Voila un film étonnant à plus d'un titre; évidemment, DeMille s'est targué toute sa vie d'avoir fait avec ce film le premier long métrage du cinéma Américain. C'est faux, dans la mesure ou Kevin Brownlow a rappelé (Silents please, paru le 24 mars 2007 dans The Times) que la compagnie Kalem a sorti en 1910 une Vie de Moïse en 5 bobines, mais à raison d’une bobine par semaine. Quoi qu’il en soit, The Squaw Man reste une grande date. Pour un premier film de cette époque, sa durée et sa capacité à maintenir l'intérêt tout au long de ses 80 minutes sont remarquables, surtout avec un tel scénario:

Un Aristocrate Anglais accusé (A tort) d'un vol crapuleux fuit aux USA, protégeant du même coup son frère, le véritable voleur, dont  il est amoureux de l'épouse... Devenu ranchman, il épouse une jeune Indienne, qui lui donnera un fils. Celle-ci tue un homme pour protéger son mari, et lorsque le frère félon meurt, il prend le temps d'une ultime confession; Diana, sa veuve, arrive aux Etats-unis pour proposer au"Squaw man" de revenir, mais celui-ci pleure sa femme qui s'est suicidée... Le film finit assez brutalement, et on se doute que le héros restera aux Etats-Unis pour y finir ses jours.
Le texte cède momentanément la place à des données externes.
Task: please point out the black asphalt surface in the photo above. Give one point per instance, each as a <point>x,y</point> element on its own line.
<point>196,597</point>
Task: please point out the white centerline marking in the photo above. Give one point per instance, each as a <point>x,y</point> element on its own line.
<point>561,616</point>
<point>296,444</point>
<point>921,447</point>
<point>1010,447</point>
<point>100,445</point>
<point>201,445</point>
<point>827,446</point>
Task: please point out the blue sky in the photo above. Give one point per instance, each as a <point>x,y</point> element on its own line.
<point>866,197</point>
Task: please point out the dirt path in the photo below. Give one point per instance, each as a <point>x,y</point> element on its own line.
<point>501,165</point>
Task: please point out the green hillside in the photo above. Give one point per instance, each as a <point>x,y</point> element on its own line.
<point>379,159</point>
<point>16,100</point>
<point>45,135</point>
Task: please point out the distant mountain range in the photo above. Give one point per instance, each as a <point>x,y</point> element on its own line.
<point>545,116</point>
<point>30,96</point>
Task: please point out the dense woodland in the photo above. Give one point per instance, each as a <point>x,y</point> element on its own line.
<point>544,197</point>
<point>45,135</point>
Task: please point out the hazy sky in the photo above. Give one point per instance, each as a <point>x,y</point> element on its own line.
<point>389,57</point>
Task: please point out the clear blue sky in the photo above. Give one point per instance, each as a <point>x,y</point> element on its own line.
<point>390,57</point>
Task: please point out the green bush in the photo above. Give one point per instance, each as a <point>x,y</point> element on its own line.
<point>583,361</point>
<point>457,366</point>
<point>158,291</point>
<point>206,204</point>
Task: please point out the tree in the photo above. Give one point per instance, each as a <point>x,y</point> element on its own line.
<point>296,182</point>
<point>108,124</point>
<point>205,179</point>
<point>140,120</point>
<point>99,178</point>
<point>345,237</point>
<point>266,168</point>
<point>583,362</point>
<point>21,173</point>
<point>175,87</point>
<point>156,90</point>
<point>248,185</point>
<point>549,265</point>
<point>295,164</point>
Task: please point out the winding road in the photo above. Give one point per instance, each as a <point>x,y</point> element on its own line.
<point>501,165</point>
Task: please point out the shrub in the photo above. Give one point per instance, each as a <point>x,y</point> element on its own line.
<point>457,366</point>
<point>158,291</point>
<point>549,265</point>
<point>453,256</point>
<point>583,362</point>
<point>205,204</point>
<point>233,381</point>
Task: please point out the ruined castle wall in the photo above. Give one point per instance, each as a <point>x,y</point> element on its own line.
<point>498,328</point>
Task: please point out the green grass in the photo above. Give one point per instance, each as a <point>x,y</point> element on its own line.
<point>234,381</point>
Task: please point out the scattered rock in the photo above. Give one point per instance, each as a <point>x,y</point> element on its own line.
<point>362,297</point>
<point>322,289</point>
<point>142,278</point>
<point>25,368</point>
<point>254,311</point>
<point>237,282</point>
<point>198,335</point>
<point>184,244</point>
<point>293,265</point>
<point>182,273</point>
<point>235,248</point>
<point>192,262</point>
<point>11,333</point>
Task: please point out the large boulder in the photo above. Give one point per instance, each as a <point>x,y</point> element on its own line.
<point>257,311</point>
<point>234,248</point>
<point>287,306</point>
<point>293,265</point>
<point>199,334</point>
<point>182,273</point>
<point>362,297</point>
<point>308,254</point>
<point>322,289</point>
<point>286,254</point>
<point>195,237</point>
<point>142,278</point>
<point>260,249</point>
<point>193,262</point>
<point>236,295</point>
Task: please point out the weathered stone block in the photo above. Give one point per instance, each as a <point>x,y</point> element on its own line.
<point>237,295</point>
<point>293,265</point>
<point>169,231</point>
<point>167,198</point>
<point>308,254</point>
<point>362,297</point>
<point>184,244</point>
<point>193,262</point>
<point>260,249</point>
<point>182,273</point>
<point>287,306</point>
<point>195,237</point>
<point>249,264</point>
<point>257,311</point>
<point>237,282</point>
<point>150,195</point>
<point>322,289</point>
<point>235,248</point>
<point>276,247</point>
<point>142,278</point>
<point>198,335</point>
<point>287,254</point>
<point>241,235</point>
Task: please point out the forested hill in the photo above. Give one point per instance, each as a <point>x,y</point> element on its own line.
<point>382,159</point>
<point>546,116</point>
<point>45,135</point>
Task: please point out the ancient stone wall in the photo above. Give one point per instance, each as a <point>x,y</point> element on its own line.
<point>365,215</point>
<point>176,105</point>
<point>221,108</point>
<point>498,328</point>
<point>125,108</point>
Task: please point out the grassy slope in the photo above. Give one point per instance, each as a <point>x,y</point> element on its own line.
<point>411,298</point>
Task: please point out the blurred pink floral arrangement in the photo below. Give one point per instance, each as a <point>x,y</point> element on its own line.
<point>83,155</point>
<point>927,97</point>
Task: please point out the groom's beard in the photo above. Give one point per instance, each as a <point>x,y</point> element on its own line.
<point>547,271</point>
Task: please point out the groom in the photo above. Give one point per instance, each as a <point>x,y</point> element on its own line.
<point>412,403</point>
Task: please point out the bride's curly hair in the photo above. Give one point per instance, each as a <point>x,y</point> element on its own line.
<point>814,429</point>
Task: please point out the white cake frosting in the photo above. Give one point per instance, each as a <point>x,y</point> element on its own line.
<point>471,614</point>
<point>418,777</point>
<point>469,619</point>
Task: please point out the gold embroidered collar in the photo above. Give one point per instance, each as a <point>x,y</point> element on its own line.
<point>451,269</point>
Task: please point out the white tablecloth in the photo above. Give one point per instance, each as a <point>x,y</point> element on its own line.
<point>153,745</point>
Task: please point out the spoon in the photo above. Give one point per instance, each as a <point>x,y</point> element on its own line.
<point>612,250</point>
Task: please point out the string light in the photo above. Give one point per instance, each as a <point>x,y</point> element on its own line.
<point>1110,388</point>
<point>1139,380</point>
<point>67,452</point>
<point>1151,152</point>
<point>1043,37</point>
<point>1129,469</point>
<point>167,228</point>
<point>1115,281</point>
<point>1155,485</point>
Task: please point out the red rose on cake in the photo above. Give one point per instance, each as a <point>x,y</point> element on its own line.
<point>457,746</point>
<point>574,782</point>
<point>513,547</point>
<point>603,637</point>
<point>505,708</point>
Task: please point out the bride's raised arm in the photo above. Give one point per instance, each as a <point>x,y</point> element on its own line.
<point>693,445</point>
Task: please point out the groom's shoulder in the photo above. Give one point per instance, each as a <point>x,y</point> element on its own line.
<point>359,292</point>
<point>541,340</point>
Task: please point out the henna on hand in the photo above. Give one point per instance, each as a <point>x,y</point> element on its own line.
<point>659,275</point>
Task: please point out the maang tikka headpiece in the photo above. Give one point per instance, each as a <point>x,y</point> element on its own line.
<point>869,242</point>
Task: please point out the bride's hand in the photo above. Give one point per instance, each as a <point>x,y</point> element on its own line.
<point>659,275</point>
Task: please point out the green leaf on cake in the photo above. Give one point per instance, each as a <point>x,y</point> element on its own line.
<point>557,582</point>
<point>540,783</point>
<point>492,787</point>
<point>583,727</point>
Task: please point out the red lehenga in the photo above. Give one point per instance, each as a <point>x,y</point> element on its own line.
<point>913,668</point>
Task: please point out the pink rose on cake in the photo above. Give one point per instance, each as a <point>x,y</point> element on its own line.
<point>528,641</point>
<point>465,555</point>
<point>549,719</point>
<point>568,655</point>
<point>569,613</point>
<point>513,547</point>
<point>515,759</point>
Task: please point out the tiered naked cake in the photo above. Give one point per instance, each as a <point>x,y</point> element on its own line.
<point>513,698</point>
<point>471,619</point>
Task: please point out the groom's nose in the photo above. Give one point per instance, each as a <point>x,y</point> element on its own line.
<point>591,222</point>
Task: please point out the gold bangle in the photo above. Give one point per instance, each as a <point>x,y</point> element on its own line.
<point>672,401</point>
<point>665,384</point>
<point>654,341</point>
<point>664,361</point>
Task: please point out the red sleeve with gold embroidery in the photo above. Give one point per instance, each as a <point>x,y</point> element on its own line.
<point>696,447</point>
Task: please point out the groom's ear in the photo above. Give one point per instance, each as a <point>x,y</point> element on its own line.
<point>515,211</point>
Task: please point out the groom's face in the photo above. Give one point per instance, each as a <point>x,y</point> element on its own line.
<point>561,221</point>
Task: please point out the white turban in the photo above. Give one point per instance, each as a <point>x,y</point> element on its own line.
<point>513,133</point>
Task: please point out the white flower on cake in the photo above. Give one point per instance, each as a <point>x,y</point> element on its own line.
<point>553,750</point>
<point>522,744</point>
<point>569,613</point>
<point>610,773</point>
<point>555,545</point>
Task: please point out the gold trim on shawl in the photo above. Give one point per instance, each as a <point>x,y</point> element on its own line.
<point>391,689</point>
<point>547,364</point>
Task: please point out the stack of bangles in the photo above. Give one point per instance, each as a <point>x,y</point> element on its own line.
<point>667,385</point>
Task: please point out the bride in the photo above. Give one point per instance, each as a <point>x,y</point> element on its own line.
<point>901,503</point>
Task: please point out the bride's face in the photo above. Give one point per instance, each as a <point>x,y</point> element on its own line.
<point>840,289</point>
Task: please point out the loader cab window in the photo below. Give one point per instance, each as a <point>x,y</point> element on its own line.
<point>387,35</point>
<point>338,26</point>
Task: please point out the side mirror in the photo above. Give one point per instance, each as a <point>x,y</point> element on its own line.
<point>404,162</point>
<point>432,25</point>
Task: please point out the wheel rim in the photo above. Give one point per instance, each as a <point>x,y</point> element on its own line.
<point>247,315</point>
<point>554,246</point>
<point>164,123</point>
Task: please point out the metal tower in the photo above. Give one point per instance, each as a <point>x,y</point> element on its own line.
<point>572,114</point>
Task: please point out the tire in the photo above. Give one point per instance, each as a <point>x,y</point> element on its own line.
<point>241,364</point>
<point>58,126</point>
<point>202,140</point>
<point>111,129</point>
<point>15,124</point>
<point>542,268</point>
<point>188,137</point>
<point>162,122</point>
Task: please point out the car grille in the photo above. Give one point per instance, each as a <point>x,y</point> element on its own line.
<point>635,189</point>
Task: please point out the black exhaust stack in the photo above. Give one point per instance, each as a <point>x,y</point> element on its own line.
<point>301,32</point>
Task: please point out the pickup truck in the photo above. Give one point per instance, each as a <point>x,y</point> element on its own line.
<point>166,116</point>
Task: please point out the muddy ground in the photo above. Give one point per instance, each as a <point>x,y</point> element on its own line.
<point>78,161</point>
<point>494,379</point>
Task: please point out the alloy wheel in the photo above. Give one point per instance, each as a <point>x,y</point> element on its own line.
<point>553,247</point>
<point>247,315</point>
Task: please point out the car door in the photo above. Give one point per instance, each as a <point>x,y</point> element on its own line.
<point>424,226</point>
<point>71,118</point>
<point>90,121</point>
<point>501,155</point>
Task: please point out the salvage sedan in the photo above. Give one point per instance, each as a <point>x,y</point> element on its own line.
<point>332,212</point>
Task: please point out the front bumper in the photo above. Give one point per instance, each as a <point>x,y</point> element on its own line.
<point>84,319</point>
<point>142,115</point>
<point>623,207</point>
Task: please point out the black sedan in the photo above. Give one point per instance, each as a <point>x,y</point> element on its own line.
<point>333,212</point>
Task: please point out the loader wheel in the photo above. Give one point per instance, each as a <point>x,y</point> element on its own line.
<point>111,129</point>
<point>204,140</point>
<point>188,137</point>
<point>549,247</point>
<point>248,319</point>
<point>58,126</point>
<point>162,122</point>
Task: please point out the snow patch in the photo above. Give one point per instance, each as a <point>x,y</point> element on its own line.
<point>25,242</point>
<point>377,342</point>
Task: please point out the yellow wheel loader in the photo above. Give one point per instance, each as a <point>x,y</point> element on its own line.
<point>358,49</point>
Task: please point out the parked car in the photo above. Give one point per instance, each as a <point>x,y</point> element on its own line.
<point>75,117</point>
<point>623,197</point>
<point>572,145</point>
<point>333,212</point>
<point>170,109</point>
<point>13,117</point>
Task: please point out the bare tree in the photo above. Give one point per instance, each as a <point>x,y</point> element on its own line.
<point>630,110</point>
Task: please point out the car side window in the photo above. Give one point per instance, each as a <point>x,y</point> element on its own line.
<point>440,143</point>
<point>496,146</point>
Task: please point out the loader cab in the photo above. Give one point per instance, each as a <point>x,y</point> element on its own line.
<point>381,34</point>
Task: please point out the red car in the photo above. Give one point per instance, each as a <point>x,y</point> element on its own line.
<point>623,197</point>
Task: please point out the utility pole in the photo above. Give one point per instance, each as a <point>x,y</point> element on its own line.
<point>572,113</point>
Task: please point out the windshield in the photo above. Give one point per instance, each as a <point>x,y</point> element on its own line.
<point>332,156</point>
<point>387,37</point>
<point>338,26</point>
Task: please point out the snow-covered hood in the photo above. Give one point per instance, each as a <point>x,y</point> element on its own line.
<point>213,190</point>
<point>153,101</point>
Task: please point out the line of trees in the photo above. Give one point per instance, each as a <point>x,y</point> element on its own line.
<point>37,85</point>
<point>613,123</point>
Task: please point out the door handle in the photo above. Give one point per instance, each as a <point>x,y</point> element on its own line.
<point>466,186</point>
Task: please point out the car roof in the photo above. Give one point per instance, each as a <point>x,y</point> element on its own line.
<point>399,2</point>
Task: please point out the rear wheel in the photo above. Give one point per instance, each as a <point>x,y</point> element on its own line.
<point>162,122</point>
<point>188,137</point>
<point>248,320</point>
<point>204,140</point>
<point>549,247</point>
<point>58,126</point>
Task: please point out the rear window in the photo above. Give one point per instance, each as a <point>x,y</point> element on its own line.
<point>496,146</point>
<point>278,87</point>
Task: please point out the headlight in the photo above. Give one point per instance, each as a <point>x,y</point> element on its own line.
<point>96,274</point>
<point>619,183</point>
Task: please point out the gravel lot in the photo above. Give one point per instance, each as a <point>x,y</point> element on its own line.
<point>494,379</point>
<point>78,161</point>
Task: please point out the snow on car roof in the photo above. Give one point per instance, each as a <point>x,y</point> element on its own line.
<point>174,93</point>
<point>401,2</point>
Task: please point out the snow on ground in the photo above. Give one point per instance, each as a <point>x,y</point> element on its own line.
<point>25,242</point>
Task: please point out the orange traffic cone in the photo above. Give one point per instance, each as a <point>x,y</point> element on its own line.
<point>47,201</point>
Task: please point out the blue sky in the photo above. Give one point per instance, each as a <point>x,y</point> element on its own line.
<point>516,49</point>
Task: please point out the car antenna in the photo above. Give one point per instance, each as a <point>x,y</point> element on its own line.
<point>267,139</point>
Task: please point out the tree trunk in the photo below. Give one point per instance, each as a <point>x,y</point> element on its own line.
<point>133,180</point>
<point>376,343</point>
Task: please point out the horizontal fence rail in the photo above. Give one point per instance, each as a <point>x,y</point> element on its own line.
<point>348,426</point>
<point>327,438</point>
La force de ce film est d'enchaîner les péripéties avec un incroyable aplomb, sans le moindre temps mort et avec une grande lisibilité, grâce à un scénario qui tient la route (la pièce originale était rodée, mais le film la transpose dans une multitude de décors: les Alpes, Londres, un port anonyme, l'ouest... Tout ça à Hollywood, bien sur), des acteurs qui sont plutôt sobres, et une caméra qui tient sa distance... Disons-le tout net, le DeMille de toujours est déja là, tout entier dans ce film et dans ce sens du cadrage simplissime mais idéal, sans forcer sur la profondeur de champ, en évitant les pièges de la composition théâtrale trop compassée (Contrairement à ses Dix commandements de 1956), et en prime, on sent dans ce petit film la joie de tourner en extérieurs et en Californie par dessus le marché. De plus, n'oublions pas que, non content d'avoir lancé la carrière imposante de son metteur en scène, The Squaw Man a contribué à établir la future Paramount...

Un doute demeure, malgré tout, puisque sont crédités deux réalisateurs, à savoir De Mille, dont c’était la première expérience de mise en scène, aussi bien cinématographique que théâtrale, et Oscar Apfel, l’un des acteurs qui lui a apporté assistance. Ce double crédit sera également au générique de The call of the North, le deuxième long métrage du metteur en scène, et Wilfred Buckland sera ainsi également crédité à la co-mise en scène de The rose of the Rancho en 1914.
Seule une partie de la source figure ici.